The below code is working as it should, i.e. data is written to the output table and is selectable from the table within 10 seconds. The problem is that foreachBatch is not executed.
When I have tested it with .format("console") and calling .start() then foreachBatch is run. So it feels like .toTable() is to blame here.
This code is using the Kafka connector but the same problems existed with Event hub connector.

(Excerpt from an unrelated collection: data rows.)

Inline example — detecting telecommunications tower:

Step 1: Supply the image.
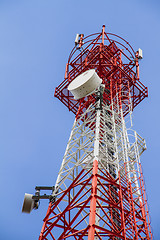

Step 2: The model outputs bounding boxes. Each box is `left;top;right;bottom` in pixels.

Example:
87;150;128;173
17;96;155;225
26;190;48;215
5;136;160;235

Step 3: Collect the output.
22;26;153;239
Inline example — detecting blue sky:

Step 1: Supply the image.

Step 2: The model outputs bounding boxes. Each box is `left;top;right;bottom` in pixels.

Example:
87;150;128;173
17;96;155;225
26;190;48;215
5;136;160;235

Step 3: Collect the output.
0;0;160;239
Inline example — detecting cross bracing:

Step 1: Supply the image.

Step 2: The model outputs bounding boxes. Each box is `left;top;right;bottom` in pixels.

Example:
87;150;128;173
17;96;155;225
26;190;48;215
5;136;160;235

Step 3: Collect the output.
54;95;146;203
39;97;151;239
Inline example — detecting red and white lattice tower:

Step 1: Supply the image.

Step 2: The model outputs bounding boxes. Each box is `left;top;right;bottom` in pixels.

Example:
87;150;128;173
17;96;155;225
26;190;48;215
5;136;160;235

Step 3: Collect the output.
39;26;153;239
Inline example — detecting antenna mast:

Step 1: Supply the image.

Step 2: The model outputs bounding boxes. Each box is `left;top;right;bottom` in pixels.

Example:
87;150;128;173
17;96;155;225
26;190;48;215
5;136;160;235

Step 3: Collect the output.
23;26;153;240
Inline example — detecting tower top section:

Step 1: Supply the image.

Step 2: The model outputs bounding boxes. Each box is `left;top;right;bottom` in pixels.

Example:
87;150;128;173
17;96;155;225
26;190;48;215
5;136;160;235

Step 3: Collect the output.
54;25;148;117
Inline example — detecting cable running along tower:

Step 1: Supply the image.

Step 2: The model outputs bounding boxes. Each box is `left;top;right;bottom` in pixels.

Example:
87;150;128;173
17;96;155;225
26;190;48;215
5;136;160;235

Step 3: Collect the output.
23;26;153;239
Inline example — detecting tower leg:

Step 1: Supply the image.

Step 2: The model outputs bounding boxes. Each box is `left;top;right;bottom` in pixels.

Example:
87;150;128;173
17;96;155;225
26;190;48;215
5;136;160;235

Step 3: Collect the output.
88;159;98;240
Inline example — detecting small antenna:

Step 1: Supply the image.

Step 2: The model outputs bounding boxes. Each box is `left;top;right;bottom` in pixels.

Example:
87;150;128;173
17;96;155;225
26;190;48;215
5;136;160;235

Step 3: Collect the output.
75;33;84;49
137;48;143;59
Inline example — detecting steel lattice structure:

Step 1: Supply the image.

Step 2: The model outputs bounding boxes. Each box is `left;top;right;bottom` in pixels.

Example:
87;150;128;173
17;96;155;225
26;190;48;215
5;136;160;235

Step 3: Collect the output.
39;26;152;239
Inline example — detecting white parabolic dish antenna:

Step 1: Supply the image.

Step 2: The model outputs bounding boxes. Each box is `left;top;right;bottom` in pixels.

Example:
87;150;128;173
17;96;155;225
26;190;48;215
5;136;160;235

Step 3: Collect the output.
68;69;102;100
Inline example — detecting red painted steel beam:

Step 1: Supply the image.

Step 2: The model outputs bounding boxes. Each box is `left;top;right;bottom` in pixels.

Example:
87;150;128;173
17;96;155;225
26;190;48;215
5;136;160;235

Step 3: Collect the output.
88;159;98;239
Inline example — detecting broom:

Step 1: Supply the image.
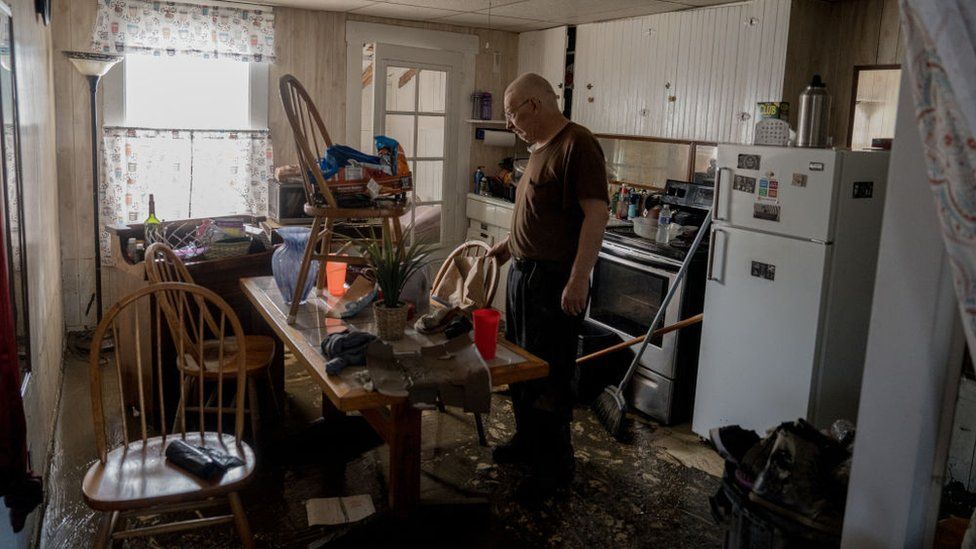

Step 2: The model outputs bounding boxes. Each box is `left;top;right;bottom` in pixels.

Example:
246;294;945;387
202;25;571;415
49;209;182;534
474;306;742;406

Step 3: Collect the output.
591;211;712;440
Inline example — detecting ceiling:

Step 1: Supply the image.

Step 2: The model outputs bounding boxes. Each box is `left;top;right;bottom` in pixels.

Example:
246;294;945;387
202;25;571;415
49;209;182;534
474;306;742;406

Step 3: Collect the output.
251;0;737;32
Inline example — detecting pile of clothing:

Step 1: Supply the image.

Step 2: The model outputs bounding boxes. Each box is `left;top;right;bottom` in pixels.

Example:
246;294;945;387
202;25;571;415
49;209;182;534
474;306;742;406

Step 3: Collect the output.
414;255;487;335
709;418;854;539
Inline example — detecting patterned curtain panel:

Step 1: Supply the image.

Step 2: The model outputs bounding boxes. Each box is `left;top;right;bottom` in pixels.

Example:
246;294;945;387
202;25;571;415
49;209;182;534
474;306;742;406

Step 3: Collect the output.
900;0;976;352
92;0;275;62
100;127;273;264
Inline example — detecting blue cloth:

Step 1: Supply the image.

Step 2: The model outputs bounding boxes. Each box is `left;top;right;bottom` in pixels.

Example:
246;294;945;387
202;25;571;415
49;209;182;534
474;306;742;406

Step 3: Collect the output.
321;331;376;375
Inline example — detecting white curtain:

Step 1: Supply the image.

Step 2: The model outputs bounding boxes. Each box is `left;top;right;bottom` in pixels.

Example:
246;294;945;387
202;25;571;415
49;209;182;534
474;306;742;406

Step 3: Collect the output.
92;0;275;63
899;0;976;354
100;127;272;264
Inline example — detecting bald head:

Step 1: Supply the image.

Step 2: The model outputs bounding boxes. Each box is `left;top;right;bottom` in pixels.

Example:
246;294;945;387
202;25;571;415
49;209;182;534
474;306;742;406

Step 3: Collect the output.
505;72;559;111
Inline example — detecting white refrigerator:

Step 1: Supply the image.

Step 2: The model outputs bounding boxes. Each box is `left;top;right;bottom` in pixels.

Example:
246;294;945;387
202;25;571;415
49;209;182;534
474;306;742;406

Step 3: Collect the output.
692;145;889;436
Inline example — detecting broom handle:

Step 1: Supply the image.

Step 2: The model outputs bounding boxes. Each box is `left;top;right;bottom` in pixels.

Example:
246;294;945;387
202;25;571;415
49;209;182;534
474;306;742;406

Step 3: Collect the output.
576;313;703;364
613;211;712;392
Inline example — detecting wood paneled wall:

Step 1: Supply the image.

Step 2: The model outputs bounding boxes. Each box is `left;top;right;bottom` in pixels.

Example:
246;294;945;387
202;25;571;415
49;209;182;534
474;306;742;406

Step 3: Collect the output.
784;0;903;146
5;0;65;545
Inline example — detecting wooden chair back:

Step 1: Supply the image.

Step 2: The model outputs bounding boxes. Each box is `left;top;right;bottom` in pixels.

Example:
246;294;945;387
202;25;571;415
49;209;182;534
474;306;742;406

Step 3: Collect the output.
279;74;337;209
430;241;501;308
88;283;247;463
145;242;194;285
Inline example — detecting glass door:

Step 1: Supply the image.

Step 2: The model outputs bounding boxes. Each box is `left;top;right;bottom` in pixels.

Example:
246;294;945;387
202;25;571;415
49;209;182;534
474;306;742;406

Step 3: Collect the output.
373;44;458;249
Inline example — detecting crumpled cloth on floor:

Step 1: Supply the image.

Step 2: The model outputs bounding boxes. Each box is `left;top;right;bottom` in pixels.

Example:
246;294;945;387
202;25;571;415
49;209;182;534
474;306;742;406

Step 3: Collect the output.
415;255;487;334
321;331;377;375
359;335;491;414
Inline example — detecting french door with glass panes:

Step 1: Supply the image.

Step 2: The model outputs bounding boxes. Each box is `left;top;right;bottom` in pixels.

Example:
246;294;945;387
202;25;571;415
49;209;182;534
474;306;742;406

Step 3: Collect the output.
372;44;460;249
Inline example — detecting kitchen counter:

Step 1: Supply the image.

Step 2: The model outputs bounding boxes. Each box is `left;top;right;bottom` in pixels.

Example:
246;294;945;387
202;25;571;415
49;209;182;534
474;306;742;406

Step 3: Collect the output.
467;192;515;209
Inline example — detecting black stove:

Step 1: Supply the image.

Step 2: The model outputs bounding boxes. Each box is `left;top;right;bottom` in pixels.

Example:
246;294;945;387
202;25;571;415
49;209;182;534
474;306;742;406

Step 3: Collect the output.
603;225;689;262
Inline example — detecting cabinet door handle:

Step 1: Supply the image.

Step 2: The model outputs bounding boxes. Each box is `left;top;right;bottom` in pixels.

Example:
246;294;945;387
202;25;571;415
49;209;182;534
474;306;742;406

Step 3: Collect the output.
706;228;727;283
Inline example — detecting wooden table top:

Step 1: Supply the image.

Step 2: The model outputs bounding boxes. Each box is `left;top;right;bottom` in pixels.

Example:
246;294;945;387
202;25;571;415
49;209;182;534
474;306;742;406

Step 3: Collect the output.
240;276;548;412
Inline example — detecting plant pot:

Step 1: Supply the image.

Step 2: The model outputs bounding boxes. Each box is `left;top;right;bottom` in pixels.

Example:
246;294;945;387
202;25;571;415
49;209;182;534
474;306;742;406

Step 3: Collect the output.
272;227;319;305
373;302;408;341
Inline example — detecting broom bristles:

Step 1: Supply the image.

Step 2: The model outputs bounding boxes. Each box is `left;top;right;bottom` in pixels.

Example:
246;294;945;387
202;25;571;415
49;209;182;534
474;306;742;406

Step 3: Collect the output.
592;386;626;440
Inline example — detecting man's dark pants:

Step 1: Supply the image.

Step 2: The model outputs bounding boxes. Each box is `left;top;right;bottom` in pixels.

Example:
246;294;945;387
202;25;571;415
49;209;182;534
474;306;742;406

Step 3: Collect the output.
505;258;584;475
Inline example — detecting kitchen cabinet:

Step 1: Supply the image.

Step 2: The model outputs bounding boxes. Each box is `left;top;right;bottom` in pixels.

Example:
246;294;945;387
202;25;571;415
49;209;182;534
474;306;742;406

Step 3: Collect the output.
570;0;789;144
466;193;513;312
517;26;568;111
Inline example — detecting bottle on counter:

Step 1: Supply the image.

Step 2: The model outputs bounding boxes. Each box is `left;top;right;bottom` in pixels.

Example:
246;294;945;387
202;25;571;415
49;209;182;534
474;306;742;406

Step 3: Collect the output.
474;166;485;193
610;189;620;217
617;186;629;220
627;192;639;219
479;176;490;196
655;204;672;244
144;193;162;245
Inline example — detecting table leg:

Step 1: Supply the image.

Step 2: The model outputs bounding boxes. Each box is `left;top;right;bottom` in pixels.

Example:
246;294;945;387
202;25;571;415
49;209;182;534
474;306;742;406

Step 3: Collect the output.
388;402;421;515
321;393;346;424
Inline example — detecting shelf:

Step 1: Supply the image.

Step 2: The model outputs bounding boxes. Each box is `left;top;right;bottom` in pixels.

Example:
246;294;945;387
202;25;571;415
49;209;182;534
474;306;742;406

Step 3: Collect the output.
466;119;507;125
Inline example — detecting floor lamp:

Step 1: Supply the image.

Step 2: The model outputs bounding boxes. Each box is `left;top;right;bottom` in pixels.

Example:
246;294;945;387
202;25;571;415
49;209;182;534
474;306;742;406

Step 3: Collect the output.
63;51;122;325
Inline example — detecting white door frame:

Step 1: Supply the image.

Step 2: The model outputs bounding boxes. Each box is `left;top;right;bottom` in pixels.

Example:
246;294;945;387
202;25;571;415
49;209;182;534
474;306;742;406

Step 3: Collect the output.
345;22;478;251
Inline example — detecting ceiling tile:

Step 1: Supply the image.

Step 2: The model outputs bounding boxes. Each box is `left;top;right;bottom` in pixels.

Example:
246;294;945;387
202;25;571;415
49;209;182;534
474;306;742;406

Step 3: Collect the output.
557;2;684;24
260;0;377;10
675;0;739;5
435;11;547;32
349;2;465;19
484;0;684;21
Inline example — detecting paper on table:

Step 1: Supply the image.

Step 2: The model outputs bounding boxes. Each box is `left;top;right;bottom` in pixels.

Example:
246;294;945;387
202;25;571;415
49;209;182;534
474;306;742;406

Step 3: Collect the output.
306;495;375;526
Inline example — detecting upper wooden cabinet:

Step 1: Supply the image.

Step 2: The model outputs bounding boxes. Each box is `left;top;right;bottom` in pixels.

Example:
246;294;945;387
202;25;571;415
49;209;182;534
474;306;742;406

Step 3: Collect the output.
568;0;790;144
517;26;568;111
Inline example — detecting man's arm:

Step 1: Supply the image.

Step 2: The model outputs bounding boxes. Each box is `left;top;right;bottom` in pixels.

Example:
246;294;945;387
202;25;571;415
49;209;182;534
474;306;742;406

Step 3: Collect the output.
562;198;609;315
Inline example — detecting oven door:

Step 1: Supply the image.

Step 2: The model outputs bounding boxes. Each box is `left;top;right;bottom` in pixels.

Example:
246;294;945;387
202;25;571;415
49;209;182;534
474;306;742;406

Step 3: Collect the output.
586;248;685;379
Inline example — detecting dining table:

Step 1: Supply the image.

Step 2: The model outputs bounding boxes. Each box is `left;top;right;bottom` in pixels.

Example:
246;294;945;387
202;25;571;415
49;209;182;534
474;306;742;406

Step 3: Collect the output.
240;276;549;515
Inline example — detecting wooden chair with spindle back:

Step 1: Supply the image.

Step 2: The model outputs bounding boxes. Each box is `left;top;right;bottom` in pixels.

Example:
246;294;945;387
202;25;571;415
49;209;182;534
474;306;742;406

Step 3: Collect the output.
429;240;501;446
279;74;406;323
83;283;255;548
145;243;278;442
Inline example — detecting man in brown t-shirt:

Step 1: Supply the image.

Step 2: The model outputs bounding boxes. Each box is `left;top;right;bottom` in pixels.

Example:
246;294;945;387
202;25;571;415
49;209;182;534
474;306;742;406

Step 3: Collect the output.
488;73;609;502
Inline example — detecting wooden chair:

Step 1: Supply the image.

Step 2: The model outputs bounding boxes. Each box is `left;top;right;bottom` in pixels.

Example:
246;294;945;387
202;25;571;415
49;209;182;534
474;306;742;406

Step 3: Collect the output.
83;282;255;548
279;74;406;323
430;241;501;447
145;243;278;443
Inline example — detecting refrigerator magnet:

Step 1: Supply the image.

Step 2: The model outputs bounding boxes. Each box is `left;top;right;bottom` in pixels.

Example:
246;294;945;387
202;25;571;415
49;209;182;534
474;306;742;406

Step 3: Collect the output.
792;173;807;187
753;202;781;222
733;175;756;193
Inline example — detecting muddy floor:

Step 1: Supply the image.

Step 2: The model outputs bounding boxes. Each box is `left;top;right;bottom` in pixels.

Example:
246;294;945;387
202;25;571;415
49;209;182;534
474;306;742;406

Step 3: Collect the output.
39;350;723;548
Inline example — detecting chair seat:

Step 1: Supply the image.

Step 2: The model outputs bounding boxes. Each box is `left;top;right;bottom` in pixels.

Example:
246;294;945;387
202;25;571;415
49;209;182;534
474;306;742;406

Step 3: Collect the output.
82;432;255;512
179;335;276;379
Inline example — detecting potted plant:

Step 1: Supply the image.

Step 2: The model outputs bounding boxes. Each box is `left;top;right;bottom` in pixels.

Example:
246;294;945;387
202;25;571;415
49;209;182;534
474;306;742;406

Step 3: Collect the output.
361;228;433;341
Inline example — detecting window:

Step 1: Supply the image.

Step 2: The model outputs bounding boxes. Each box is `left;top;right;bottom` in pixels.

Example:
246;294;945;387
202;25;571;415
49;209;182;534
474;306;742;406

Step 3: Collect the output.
123;55;252;130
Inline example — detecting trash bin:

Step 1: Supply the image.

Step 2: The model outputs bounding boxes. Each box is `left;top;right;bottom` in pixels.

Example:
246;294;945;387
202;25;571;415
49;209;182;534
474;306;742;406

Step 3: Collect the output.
575;321;632;404
710;464;841;549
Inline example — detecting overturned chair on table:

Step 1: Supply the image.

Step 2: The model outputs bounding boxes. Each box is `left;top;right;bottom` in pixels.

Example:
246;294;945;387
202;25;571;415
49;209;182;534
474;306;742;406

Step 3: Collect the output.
278;73;405;323
424;240;500;446
82;283;256;548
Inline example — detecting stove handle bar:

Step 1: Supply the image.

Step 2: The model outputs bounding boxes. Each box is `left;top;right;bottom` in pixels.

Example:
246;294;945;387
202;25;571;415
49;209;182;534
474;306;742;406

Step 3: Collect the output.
706;228;727;283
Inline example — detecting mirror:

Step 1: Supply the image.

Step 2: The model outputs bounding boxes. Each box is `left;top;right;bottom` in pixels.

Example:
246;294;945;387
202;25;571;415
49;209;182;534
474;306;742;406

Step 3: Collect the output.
0;2;30;380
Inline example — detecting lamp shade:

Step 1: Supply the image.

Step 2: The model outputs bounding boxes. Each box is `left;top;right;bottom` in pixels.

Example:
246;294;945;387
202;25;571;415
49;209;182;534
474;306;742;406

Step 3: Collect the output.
62;51;122;77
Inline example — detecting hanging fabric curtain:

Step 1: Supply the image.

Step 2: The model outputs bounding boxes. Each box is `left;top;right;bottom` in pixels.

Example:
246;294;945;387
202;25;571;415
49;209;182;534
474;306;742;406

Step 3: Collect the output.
100;127;273;264
92;0;275;63
899;0;976;353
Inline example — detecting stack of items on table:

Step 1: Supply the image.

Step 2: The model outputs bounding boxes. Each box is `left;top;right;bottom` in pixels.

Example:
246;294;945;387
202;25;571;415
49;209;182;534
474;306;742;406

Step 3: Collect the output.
275;135;413;209
708;419;855;548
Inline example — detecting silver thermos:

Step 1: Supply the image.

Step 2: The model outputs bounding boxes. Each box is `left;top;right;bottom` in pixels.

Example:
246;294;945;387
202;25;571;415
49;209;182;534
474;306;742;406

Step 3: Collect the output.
797;74;831;148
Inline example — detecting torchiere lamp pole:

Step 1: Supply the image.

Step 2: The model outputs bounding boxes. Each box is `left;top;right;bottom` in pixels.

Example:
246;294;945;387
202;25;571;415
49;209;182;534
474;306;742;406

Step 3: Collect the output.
62;51;122;324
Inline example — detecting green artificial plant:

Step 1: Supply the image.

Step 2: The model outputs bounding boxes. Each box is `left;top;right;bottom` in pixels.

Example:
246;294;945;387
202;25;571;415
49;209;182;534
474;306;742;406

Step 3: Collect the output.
361;227;434;309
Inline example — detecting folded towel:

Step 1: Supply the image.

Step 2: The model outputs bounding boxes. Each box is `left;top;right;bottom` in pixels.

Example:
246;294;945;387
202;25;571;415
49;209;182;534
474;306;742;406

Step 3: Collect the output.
322;331;377;375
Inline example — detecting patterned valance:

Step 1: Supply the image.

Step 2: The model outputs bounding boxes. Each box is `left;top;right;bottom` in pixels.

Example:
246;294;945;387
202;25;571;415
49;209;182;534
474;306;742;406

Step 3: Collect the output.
92;0;276;63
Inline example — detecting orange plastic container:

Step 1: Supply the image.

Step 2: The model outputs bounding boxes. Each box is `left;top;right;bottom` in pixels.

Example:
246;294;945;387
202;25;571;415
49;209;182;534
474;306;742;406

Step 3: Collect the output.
326;262;347;297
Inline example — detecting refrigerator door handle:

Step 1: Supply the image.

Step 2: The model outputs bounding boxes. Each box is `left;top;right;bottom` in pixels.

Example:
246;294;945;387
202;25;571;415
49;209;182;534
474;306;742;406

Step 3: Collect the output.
714;167;733;221
706;228;727;283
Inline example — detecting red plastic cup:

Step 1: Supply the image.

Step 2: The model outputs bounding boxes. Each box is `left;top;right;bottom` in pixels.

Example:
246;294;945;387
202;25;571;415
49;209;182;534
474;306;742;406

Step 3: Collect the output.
472;308;501;360
326;262;347;297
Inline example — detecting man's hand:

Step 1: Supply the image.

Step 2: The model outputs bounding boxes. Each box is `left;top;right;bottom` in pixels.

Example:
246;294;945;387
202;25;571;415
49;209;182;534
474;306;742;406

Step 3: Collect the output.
487;236;511;266
561;275;588;316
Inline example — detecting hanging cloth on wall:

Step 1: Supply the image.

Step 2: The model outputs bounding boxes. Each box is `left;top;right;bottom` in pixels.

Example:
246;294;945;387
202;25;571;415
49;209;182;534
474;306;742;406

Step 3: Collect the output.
91;0;276;63
900;0;976;354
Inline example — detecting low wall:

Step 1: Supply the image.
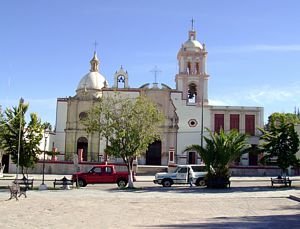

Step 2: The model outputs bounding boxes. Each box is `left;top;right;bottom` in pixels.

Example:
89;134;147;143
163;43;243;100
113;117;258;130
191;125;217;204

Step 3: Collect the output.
9;160;132;175
229;166;300;176
8;161;299;177
136;165;168;175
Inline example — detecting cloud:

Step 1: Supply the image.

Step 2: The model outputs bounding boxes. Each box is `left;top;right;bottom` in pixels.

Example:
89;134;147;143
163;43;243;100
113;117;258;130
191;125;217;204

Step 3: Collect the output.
211;44;300;53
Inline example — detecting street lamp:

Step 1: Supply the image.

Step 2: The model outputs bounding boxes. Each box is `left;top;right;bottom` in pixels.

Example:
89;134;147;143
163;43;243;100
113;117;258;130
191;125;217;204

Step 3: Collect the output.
200;87;204;149
16;97;24;180
39;128;50;190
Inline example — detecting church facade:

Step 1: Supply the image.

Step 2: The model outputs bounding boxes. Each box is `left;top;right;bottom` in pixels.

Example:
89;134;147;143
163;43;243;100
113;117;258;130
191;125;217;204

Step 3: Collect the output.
53;27;264;167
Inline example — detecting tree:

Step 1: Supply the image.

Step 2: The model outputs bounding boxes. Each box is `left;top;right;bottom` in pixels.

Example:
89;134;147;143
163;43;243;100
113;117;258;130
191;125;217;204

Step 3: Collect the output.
0;106;6;174
266;112;300;130
185;128;250;188
83;94;164;188
0;100;45;176
260;113;299;175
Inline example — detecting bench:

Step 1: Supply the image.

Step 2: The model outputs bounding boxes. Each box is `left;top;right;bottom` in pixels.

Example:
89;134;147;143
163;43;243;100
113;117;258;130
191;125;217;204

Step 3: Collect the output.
271;177;292;187
53;176;73;188
8;183;27;201
14;176;34;189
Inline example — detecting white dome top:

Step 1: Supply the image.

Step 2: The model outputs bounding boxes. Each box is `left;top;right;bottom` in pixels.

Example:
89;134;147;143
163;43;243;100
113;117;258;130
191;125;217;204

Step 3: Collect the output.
181;30;203;52
183;39;203;50
76;52;108;95
77;71;107;91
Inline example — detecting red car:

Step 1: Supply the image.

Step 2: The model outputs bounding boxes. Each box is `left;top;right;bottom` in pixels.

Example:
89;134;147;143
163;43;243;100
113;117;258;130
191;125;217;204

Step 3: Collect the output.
72;164;133;188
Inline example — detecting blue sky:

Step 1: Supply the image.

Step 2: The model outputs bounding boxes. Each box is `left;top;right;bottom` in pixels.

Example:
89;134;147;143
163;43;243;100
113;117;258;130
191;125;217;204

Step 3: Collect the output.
1;0;300;126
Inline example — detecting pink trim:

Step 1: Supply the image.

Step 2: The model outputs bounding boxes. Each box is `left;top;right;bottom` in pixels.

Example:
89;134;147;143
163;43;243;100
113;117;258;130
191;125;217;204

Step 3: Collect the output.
229;165;279;169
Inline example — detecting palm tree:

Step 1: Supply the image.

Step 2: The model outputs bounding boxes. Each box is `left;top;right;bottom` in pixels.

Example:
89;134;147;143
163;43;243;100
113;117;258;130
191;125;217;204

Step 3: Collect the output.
185;128;250;188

If I try to add .start() after toTable() is get the error
'StreamingQuery' object has no attribute 'start'
Here is the code that is working except foreachBatch
TOPIC = "myeventhub"
BOOTSTRAP_SERVERS = "myeventhub.servicebus.windows.net:9093"
EH_SASL = "kafkashaded.org.apache.kafka.common.security.plain.PlainLoginModule required username=\"$ConnectionString\" password=\"Endpoint=sb://myeventhub.servicebus.windows.net/;SharedAccessKeyName=mykeyname;SharedAccessKey=mykey;EntityPath=myentitypath;\";"
df = spark.readStream \
.format("kafka") \
.option("subscribe", TOPIC) \
.option("kafka.bootstrap.servers", BOOTSTRAP_SERVERS) \
.option("kafka.sasl.mechanism", "PLAIN") \
.option("kafka.security.protocol", "SASL_SSL") \
.option("kafka.sasl.jaas.config", EH_SASL) \
.option("kafka.request.timeout.ms", "60000") \
.option("kafka.session.timeout.ms", "60000") \
.option("failOnDataLoss", "false") \
.option("startingOffsets", "earliest") \
.load()
n = 100
count = 0
def run_command(batchDF, epoch_id):
global count
count += 1
if count % n == 0:
spark.sql("OPTIMIZE firstcatalog.bronze.factorydatas3 ZORDER BY (readtimestamp)")
...Omitted code where I transform the data in the value column to strongly typed data...
myTypedDF.writeStream \
.foreachBatch(run_command) \
.format("delta") \
.outputMode("append") \
.option("checkpointLocation", "/tmp/delta/events/_checkpoints/") \
.partitionBy("somecolumn") \
.toTable("myunitycatalog.bronze.mytable")
you either do foreachBatch
or toTable
, but not both. You can move writing to table inside the foreachBatch function - just make sure that you do idempotent writes because batch could be restarted. Change your code to this:
def run_command(batchDF, epoch_id):
global count
batchDF.write.format("delta") \
.option("txnVersion", epoch_id) \
.option("txnAppId", "my_app") \
.partitionBy("somecolumn") \
.mode("append") \
.saveAsTable("myunitycatalog.bronze.mytable")
count += 1
if count % n == 0:
spark.sql("OPTIMIZE myunitycatalog.bronze.mytable ZORDER BY (readtimestamp)")
myTypedDF.writeStream \
.foreachBatch(run_command) \
.outputMode("append") \
.option("checkpointLocation", "/tmp/delta/events/_checkpoints/") \
.start()